Virtual payments could be a winner for travellers and businesses alike; wider industry is becoming increasingly receptive to using ‘progressive’ payment methods

We know that traditional payment methods for business trips are fraught with shortcomings and a GBTA Foundation study highlighted that with the statistic that companies on average spend 40 hours a month reconciling travel expenses and payment data. A recent study from business travel management company BCD Travel has identified the stages corporate travel programmes can take to achieve virtual payment success.

Its ‘Payment: Virtual is Your New Reality’ provides actionable information travel buyers can use to make educated decisions about virtual payment options. It explores five steps which it believes corporate travel programmes can take to achieve virtual payment success: Select, Agree, Connect, Test and Roll out.

“Travel managers looking for ways to increase traveller satisfaction while avoiding some of the pitfalls of traditional payment methods should investigate the benefits of virtual payments,” says Mike Eggleton Senior Manager of Analytics and Research at BCD Travel. “With increasing adoption of business travel-related technology, we see ever greater numbers of corporate travel programmes adopting virtual payment.”

The paper highlights the rise in virtual card usage. In 2016, fewer than 1% of respondents to a BCD Travel study said their company was using a virtual card as a method of payment.
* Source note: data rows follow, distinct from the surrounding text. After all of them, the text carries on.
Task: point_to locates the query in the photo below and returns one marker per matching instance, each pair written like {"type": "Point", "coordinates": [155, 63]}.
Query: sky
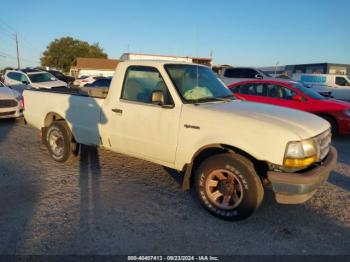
{"type": "Point", "coordinates": [241, 33]}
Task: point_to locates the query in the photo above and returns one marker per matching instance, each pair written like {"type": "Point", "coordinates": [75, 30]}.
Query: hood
{"type": "Point", "coordinates": [50, 84]}
{"type": "Point", "coordinates": [268, 117]}
{"type": "Point", "coordinates": [8, 93]}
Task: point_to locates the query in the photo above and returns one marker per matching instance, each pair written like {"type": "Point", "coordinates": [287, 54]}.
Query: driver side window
{"type": "Point", "coordinates": [140, 82]}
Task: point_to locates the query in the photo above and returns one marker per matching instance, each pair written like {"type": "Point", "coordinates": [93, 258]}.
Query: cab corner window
{"type": "Point", "coordinates": [341, 81]}
{"type": "Point", "coordinates": [140, 82]}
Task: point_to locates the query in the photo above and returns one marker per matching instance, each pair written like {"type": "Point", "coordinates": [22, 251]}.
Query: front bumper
{"type": "Point", "coordinates": [296, 188]}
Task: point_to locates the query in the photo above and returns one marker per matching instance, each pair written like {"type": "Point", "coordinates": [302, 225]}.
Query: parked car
{"type": "Point", "coordinates": [296, 95]}
{"type": "Point", "coordinates": [181, 116]}
{"type": "Point", "coordinates": [60, 76]}
{"type": "Point", "coordinates": [230, 75]}
{"type": "Point", "coordinates": [22, 79]}
{"type": "Point", "coordinates": [11, 102]}
{"type": "Point", "coordinates": [83, 80]}
{"type": "Point", "coordinates": [100, 83]}
{"type": "Point", "coordinates": [339, 85]}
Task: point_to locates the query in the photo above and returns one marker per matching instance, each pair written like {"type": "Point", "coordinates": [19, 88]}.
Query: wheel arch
{"type": "Point", "coordinates": [51, 117]}
{"type": "Point", "coordinates": [212, 149]}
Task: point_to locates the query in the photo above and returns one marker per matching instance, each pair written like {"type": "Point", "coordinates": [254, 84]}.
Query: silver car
{"type": "Point", "coordinates": [11, 102]}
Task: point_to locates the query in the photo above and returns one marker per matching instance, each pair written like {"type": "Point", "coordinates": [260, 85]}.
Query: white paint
{"type": "Point", "coordinates": [159, 135]}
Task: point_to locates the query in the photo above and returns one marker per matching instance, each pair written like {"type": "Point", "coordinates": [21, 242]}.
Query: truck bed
{"type": "Point", "coordinates": [84, 91]}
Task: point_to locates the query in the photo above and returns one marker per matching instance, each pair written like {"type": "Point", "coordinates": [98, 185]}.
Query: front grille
{"type": "Point", "coordinates": [7, 113]}
{"type": "Point", "coordinates": [324, 144]}
{"type": "Point", "coordinates": [8, 103]}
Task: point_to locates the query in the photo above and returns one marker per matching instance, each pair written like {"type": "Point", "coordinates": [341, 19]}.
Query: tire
{"type": "Point", "coordinates": [228, 186]}
{"type": "Point", "coordinates": [333, 123]}
{"type": "Point", "coordinates": [59, 141]}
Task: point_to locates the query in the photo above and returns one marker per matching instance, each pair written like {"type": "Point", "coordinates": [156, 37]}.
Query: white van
{"type": "Point", "coordinates": [339, 85]}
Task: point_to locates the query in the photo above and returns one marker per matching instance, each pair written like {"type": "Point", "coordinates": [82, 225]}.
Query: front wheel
{"type": "Point", "coordinates": [228, 186]}
{"type": "Point", "coordinates": [59, 141]}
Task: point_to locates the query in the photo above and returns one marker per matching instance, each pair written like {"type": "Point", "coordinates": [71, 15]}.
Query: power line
{"type": "Point", "coordinates": [15, 58]}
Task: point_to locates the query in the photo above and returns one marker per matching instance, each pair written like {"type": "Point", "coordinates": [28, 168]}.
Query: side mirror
{"type": "Point", "coordinates": [259, 76]}
{"type": "Point", "coordinates": [158, 97]}
{"type": "Point", "coordinates": [298, 98]}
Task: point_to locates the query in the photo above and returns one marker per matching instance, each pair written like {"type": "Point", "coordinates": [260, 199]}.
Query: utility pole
{"type": "Point", "coordinates": [18, 63]}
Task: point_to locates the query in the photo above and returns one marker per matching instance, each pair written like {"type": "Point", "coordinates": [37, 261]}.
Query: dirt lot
{"type": "Point", "coordinates": [106, 203]}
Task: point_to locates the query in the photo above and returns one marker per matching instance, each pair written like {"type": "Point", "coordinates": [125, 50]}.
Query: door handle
{"type": "Point", "coordinates": [118, 111]}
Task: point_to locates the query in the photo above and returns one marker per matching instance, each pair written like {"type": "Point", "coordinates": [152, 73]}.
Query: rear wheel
{"type": "Point", "coordinates": [59, 141]}
{"type": "Point", "coordinates": [228, 186]}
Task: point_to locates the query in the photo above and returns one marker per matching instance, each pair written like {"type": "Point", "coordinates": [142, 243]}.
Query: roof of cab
{"type": "Point", "coordinates": [157, 62]}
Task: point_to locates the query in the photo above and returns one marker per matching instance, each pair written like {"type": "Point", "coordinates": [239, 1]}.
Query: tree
{"type": "Point", "coordinates": [61, 53]}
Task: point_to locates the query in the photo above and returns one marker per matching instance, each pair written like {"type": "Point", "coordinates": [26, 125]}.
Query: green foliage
{"type": "Point", "coordinates": [62, 52]}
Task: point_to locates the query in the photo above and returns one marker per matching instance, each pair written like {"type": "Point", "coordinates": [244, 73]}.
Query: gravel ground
{"type": "Point", "coordinates": [107, 203]}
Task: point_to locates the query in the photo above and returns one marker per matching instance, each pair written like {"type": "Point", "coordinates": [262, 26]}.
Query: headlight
{"type": "Point", "coordinates": [347, 112]}
{"type": "Point", "coordinates": [300, 154]}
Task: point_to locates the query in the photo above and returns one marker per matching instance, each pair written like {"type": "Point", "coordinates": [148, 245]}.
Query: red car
{"type": "Point", "coordinates": [295, 95]}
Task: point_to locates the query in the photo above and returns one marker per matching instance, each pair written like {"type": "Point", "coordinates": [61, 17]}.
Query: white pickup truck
{"type": "Point", "coordinates": [181, 116]}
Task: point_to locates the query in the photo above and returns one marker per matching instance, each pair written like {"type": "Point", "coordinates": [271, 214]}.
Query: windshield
{"type": "Point", "coordinates": [308, 91]}
{"type": "Point", "coordinates": [41, 77]}
{"type": "Point", "coordinates": [197, 83]}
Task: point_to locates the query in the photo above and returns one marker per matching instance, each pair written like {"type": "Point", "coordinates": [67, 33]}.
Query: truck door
{"type": "Point", "coordinates": [84, 117]}
{"type": "Point", "coordinates": [138, 127]}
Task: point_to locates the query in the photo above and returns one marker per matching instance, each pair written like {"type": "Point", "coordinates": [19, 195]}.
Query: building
{"type": "Point", "coordinates": [318, 68]}
{"type": "Point", "coordinates": [188, 59]}
{"type": "Point", "coordinates": [93, 67]}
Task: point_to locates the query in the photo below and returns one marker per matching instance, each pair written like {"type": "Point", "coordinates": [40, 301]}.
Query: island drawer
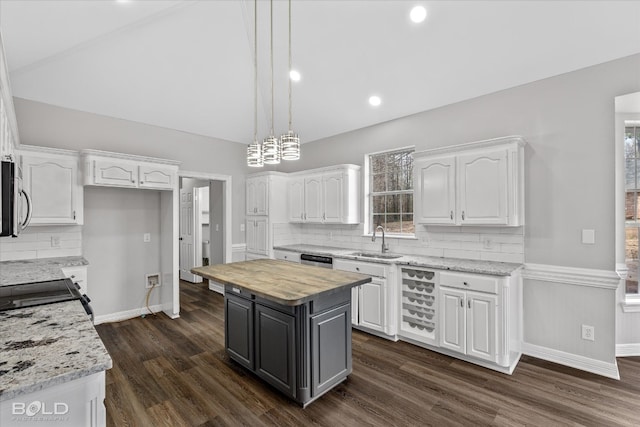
{"type": "Point", "coordinates": [474, 282]}
{"type": "Point", "coordinates": [359, 267]}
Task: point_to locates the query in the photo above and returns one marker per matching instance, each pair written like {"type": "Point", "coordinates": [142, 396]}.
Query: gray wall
{"type": "Point", "coordinates": [51, 126]}
{"type": "Point", "coordinates": [112, 238]}
{"type": "Point", "coordinates": [568, 122]}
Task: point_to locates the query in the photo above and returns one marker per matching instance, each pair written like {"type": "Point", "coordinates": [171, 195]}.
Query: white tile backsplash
{"type": "Point", "coordinates": [35, 242]}
{"type": "Point", "coordinates": [504, 244]}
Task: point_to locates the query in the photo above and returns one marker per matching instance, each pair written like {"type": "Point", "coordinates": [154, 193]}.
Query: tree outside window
{"type": "Point", "coordinates": [391, 191]}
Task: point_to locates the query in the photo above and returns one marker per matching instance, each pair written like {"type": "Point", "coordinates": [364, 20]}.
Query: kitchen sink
{"type": "Point", "coordinates": [375, 255]}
By 2017, this figure had increased to 11% and today, virtual cards are becoming more common use, primarily used as an alternative to corporate credit cards for hotel payment.

The report highlights that travel managers are more receptive to using ‘progressive’ payment methods including virtual cards. In fact 40% of US travel managers are now considering using virtual payment, it says. Ease of use is highlighted as the main benefit of virtual credit cards, according to travel managers, followed by security and control

Virtual credit cards clearly offer benefits and can improve security, efficiency and data collection. But most payments are still handled by one of three major credit card companies – American Express, MasterCard and Visa and deliver excessive merchant fees. It will continue to be a tough exercise educating businesses and individuals to the role of virtual payments, albeit the EU’s new Payments Services Directive (PSD2) has opened the way for a disruptive new payment model.

This requires banks to enable authorised third parties to access customers’ accounts and initiate credit transfers, of course with prior customer consent.

“PSD2 is helping to promote open banking, where direct payments are made between a customer’s bank account and the bank account of the merchant. This approach is intended to improve speed, security and transparency. And it eliminates the need for an intermediary,” says BCD Travel in the report.

With PSD2 allowing “authorised third parties” to participate in the payment process, it’s not hard to imagine fintech companies (including existing credit card suppliers) developing new payment solutions tailored to the needs of individual clients,” says the report. Blockchain is certainly one option. Bu, while BCD Travel says its cryptocurrency proposition “may appear compelling” when set against today’s payment methods, it “becomes less attractive” when compared to the new approaches enabled by PSD2, which “are secure, inexpensive, and most importantly, regulated”.